German Court Declares Software Patents Legal

A German decision has gone against EU policy and advice from open source experts, making software patentable

A German court has found in favour of Siemens, in a case that critics say will allow patentability of any kind of software in that country, contrary to the stated policy of the European Union.

The ruling allows Siemens a patent for a “client-server software for the automatic generation of structured documents (such as XML or HTML)” according to analysis by open source campaigner Florian Mueller on the FOSS Patents blog. The full court statement has been published by End Software Patent

A big change for Germany

“This decision has the effect that in Germany, a country in which software patents were previously only considered valid under relatively strict criteria, all software ideas are now potentially patentable as long as they are innovative from a purely formal point of view,” said Mueller.

This means that software which is only marginally different from how things were solved before can be patented.

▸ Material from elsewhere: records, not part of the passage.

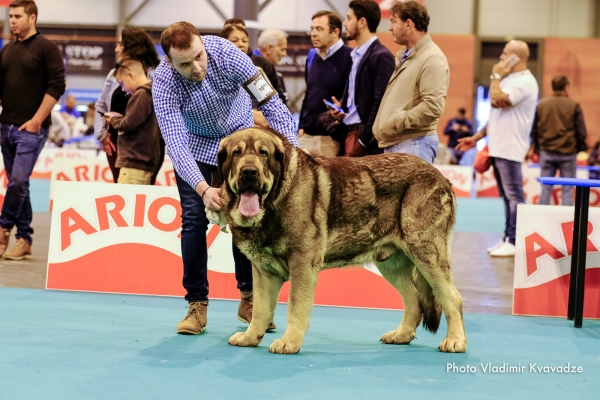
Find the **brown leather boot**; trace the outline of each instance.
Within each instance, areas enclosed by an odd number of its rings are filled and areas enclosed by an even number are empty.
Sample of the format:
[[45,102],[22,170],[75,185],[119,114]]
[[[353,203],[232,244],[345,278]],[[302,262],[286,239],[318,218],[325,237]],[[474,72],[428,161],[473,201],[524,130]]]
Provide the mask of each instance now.
[[177,333],[184,335],[197,335],[206,330],[208,319],[206,318],[206,308],[208,304],[194,301],[190,303],[185,318],[177,324]]
[[[242,300],[240,301],[240,306],[238,307],[238,319],[247,324],[252,321],[252,292],[240,292],[242,295]],[[267,327],[267,331],[272,331],[275,328],[275,324],[271,322]]]
[[4,253],[4,258],[7,260],[22,260],[24,258],[31,258],[31,245],[23,238],[17,239],[14,247]]
[[6,252],[6,248],[8,247],[10,231],[12,231],[12,229],[4,229],[0,227],[0,257],[4,255],[4,252]]

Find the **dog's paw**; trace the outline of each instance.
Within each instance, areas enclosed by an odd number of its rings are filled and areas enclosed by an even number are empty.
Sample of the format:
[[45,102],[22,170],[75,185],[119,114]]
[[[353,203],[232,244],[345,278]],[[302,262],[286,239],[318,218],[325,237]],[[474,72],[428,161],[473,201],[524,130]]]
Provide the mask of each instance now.
[[269,353],[296,354],[300,351],[300,346],[301,344],[296,345],[287,340],[277,339],[269,347]]
[[464,353],[467,351],[467,340],[465,338],[445,338],[438,349],[444,353]]
[[229,338],[229,344],[240,347],[256,347],[262,340],[262,336],[251,336],[247,332],[237,332]]
[[380,341],[384,344],[409,344],[417,334],[413,332],[389,331],[381,336]]

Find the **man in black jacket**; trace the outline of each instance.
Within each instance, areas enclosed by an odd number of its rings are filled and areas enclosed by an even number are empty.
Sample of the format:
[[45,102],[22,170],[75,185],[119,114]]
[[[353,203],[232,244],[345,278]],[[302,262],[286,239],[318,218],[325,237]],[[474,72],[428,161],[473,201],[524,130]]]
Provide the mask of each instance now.
[[332,110],[334,118],[348,127],[345,154],[360,157],[381,154],[373,137],[373,123],[388,81],[394,72],[393,54],[379,42],[375,32],[381,21],[381,10],[374,0],[353,0],[346,14],[346,37],[356,41],[352,51],[352,69],[342,101],[333,103],[345,114]]
[[[0,52],[2,156],[8,177],[0,214],[0,256],[22,260],[31,258],[29,177],[48,138],[50,112],[65,92],[65,69],[56,44],[36,30],[35,2],[15,0],[9,8],[16,40]],[[15,225],[17,242],[5,253]]]
[[[300,110],[298,140],[311,154],[334,157],[340,144],[332,139],[332,120],[323,102],[332,96],[341,98],[352,67],[352,49],[340,38],[342,20],[331,11],[319,11],[312,17],[310,39],[315,46],[306,60],[306,92]],[[343,153],[342,153],[343,155]]]

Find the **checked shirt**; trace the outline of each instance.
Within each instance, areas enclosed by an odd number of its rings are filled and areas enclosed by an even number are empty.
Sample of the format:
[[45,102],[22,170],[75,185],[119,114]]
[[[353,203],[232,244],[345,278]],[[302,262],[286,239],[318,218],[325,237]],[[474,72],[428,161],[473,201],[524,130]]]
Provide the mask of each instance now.
[[[152,86],[167,153],[175,171],[193,188],[205,180],[196,161],[217,165],[221,139],[254,126],[252,101],[242,84],[258,72],[229,41],[216,36],[203,36],[202,41],[208,67],[201,82],[183,78],[165,59],[154,72]],[[298,146],[295,122],[278,95],[260,110],[273,129]]]

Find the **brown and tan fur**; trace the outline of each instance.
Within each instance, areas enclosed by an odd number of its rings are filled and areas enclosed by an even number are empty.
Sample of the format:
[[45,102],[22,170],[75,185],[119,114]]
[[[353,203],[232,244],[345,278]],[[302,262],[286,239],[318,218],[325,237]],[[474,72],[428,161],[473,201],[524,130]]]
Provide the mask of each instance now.
[[[439,349],[466,351],[462,300],[450,271],[456,202],[434,167],[406,154],[313,157],[254,128],[221,142],[218,167],[223,212],[234,242],[252,261],[254,279],[252,322],[229,344],[260,343],[289,280],[287,329],[269,351],[299,352],[319,271],[374,262],[405,307],[383,343],[410,343],[421,321],[435,333],[443,310],[448,332]],[[247,187],[257,188],[261,199],[251,218],[237,208]]]

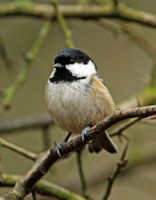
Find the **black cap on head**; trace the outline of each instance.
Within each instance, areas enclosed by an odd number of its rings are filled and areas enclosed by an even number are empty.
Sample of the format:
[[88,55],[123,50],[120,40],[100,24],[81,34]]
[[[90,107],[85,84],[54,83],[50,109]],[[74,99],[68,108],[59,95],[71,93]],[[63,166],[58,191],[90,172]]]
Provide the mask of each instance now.
[[74,63],[87,64],[89,60],[92,59],[86,53],[80,51],[79,49],[72,48],[60,51],[55,57],[55,63],[61,63],[63,65]]

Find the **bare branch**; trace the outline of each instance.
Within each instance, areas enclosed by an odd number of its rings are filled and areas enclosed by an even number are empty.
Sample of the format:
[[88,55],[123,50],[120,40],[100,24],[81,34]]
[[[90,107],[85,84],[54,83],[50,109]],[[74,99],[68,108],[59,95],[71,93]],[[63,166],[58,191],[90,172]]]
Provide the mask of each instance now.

Software patents are widely allowed in the US, but after a large campaign, they were rejected in the European Union five years ago, on the grounds that they would stifle innovation.

Software patents could be used to patent business methods, an idea which is currently being tested by the on-going Bilski case in the US, on which the US Supreme Court is due to rule in the next few weeks.

“Basically, Germany has now had its own Bilski case – with the worst possible outcome for the opponents of software patents,” said Mueller. “While the Bilski patent relates to a software-implemented business method and the German decision relates to automated document generation, either case is key in its respective jurisdiction for defining the limits of patentable subject matter in connection with software.

“Five years ago, the push for European software patents hit a snag: the European Parliament threw out a proposal that would have ‘codified’ [turned into an EU law] the pro-software-patent position.” said Mueller. “Now 2010 looks like the year in which the proponents of software patents get their way at all levels.”

Mueller is the founder of the NSoftwarePatents campaign, and has spoken out on many open source issues including the future of the open source database MySQL, following the acquisition of Sun by Oracle.

The Free Software Foundation partly funded a film earlier this year, illustrating what it calls the “patent absurdity” of software patents.